Objective: Review of the success rate in
controlling mother to baby HIV infection in poor countries.
Method: There are procedures to discourage
transfer of HIV from mother to child. Antiretroviral drugs during
pregnancy and the exercise of caution during labour greatly reduce mother
to child infection. Although the most effective treatment lasts an
extended period, a single dose of antiretroviral can cut the transmission
rate by half. Adopting caesarean section to deliver the baby reduces the
baby’s exposure to its mother’s body fluids. This procedure lowers HIV
transmission risks but is likely to be discouraged if the risk of the
intervention outweighs the benefit to the baby. Mothers with HIV are
advised not to breastfeed whenever safe replacements are available.
Weighing risks against benefits is critical when selecting the best
baby-feeding option, particularly when safe water is not available. Then
breastfeeding may still be preferable. Counselling is therefore of prime
necessity for the HIV positive mother.
What are the obstacles? 1. Antiretroviral drugs are
not widely available in resource-poor countries, caesarean section is
often impracticable, and many women lack the needed alternatives to
breastfeeding. 2. HIV-related stigma discourages prevention of
mother-to-child transmission.

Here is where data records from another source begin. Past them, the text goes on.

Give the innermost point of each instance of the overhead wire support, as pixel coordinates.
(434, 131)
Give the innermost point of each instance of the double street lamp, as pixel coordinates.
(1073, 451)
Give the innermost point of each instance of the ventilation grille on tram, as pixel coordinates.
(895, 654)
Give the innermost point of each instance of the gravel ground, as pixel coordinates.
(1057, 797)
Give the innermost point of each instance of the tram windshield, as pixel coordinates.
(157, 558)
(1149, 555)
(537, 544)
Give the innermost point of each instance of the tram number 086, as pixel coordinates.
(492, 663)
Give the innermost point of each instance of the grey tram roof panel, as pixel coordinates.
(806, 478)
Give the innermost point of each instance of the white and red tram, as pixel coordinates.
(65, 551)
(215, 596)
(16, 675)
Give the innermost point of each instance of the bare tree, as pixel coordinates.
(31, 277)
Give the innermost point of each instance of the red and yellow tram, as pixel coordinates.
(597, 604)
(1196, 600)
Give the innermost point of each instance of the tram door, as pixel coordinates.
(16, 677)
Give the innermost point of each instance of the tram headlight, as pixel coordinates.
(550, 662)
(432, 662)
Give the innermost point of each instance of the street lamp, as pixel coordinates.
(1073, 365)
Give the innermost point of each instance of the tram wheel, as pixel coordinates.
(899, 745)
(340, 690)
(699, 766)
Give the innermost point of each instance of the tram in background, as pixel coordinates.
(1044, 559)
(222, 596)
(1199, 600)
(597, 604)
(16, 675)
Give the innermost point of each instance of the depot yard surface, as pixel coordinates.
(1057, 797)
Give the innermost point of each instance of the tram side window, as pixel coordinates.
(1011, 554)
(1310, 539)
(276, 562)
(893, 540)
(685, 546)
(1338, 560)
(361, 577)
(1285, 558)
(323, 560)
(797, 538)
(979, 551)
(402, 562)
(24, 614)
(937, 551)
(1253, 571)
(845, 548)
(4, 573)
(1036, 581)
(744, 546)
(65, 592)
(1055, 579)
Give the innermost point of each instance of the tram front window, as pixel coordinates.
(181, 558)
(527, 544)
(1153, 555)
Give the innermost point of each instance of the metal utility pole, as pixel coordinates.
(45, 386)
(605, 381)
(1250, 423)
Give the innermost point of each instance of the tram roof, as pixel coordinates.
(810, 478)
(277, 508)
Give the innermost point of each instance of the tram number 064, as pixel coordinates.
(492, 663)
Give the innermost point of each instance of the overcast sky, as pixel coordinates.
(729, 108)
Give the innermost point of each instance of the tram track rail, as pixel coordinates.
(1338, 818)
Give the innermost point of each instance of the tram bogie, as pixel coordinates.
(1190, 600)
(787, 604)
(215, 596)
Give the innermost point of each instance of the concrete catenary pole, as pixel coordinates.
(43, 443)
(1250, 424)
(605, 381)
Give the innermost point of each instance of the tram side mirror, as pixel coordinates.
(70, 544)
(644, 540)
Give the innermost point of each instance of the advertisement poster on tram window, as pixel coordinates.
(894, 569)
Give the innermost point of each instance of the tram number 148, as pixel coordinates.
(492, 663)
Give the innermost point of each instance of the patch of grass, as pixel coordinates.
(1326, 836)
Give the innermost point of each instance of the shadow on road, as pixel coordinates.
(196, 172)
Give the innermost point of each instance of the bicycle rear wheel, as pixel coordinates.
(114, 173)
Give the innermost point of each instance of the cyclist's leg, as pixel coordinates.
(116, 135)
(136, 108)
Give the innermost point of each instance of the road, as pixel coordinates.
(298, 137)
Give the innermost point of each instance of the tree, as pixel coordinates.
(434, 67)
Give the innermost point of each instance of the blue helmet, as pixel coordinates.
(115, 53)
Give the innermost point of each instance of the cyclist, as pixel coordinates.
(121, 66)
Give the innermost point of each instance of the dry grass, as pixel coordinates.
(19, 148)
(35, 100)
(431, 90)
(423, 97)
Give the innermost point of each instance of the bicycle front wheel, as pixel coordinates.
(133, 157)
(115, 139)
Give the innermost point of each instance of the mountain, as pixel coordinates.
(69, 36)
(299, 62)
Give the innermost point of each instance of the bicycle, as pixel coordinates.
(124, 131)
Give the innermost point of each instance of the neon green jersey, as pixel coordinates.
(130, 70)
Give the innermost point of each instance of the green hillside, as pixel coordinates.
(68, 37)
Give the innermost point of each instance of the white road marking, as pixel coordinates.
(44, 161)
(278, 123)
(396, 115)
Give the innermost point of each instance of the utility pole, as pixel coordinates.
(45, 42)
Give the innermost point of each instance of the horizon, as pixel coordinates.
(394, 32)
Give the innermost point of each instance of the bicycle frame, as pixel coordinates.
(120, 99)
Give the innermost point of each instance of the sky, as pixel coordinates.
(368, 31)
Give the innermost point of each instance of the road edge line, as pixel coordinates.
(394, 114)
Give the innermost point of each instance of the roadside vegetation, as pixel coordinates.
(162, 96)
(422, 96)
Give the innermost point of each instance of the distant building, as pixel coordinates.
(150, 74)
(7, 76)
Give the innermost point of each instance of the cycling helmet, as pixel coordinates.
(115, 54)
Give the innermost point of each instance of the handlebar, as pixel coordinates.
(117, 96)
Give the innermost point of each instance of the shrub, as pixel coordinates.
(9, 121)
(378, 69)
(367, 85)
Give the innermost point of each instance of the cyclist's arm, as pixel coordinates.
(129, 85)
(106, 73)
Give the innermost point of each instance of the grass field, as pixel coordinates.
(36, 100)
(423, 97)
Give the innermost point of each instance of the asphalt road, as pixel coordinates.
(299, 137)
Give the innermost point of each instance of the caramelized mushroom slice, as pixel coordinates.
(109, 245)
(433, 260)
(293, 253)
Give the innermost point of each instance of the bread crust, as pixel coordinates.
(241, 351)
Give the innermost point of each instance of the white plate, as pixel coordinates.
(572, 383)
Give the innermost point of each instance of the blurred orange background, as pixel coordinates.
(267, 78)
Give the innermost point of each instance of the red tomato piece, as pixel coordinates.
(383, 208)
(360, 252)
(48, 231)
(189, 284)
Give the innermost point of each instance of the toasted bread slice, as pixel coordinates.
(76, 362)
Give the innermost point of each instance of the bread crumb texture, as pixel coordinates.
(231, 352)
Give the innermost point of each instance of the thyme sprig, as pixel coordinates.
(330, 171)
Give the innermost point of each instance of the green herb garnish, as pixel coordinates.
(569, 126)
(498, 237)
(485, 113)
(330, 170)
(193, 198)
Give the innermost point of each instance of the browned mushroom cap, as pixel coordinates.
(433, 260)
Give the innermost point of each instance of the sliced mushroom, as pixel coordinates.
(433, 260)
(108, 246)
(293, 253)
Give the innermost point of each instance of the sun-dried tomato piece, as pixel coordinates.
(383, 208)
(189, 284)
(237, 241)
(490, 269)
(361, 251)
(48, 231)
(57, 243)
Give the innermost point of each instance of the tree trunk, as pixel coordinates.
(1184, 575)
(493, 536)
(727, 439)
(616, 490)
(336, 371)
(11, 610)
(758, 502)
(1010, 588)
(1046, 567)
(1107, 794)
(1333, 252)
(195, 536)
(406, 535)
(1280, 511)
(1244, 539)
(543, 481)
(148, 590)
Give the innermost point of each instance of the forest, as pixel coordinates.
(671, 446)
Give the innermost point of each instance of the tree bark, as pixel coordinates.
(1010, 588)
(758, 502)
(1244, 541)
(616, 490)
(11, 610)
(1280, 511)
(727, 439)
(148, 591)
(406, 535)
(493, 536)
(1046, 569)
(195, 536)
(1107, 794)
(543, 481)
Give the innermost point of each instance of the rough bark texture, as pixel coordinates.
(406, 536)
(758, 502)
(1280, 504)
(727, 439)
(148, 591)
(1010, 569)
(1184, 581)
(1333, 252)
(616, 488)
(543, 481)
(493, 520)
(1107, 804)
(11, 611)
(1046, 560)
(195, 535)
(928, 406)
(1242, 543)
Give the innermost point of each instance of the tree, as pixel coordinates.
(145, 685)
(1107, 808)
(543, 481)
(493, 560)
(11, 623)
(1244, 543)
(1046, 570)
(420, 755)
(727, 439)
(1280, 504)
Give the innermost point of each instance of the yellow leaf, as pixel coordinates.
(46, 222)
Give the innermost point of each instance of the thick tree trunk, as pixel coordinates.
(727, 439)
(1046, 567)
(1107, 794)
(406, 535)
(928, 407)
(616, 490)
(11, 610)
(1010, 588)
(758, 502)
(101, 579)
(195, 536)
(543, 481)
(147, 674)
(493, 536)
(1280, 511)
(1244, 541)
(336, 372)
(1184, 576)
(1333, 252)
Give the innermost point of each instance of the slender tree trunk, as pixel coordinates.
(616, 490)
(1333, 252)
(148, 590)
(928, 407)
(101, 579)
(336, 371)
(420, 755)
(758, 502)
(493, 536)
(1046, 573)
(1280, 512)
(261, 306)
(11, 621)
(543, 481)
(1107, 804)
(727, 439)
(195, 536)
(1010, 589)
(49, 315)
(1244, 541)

Some women are afraid to attend clinics that
distribute antiretroviral drugs, or allow their HIV status to be revealed.
Policy measures to Control Spread: 1. HIV prevention programmes need
strong political leadership.
Leaders must speak out about AIDS and difficult
issues like sex and drugs. 2. Comprehensive mobilisation of national
resources is needed. All sectors of the population should be actively
involved, including employers, religious groups, non-governmental
organisations and sufferers. 3. Stigmatisation and discrimination against
sufferers, and gender inequality, which restricts women in their effort to
protect themselves from infection, must be strongly discouraged.